房里静悄悄的,她微睁开眼,发现赫连城一脸的倦容坐在旁边的椅子上,一只手还握住她的手。
“醒了吗?醒了就起了吃点东西。”赫连城捕捉到她的面部细微表情,于是沉声征询意见。
冷素夕不予理会,蓦地紧紧闭上眼睛,将手缩回被子里,不愿意再接受他给予的任何温暖。
忆起昨夜的可怕一幕,她将手下意识地摸向小腹。
“孩子很好,没有事。
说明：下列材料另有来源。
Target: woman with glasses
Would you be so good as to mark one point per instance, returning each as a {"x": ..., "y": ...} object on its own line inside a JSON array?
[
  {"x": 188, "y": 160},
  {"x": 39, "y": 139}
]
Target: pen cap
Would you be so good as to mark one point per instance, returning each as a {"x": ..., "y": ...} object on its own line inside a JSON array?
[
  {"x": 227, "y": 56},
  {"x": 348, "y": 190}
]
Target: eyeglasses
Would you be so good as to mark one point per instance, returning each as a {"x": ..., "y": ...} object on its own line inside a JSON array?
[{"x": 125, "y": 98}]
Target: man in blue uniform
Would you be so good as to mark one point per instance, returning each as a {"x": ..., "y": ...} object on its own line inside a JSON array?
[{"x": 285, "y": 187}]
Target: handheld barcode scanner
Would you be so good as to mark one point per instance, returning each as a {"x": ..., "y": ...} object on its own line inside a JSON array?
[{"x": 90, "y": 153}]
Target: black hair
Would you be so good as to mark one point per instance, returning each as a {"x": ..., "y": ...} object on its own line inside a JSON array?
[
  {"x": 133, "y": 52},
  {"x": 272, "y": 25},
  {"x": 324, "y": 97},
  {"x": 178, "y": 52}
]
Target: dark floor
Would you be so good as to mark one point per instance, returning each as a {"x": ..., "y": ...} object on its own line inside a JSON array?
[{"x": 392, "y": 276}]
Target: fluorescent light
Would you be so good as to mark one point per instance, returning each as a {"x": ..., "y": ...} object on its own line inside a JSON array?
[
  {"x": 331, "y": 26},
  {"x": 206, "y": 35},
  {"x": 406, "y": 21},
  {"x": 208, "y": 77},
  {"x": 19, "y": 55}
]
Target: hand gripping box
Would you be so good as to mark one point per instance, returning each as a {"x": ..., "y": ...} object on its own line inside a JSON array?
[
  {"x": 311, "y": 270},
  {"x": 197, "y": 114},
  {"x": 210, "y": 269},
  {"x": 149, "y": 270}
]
”赫连城一句话让她顿时安了心。
“……”冷素夕没有搭腔,继续埋头钻入被褥里,一颗心万分疲累。
赫连城眉宇间浮现一抹无奈,他伸手掀开被褥,探了探她的体温,又看了眼瓶子里的点滴,“乖,你气我,跟身体过不去算什么?”
“走开,我不想看见你!”冷素夕冷冰冰地吼道,一把甩开点滴的针头。
“你胡闹什么?”赫连城眉目一沉,按下床头的呼叫按钮,很快护士小姐走了进来。
“请问需要什么帮助?”护士小姐端着药盘子,目光落在病床上的一瓶点滴,顿时微微皱眉。
“先生,你是怎么照顾太太的?针头怎么给挣掉了?”新来的护士并不认识赫连城这号人物,口直心快地责备。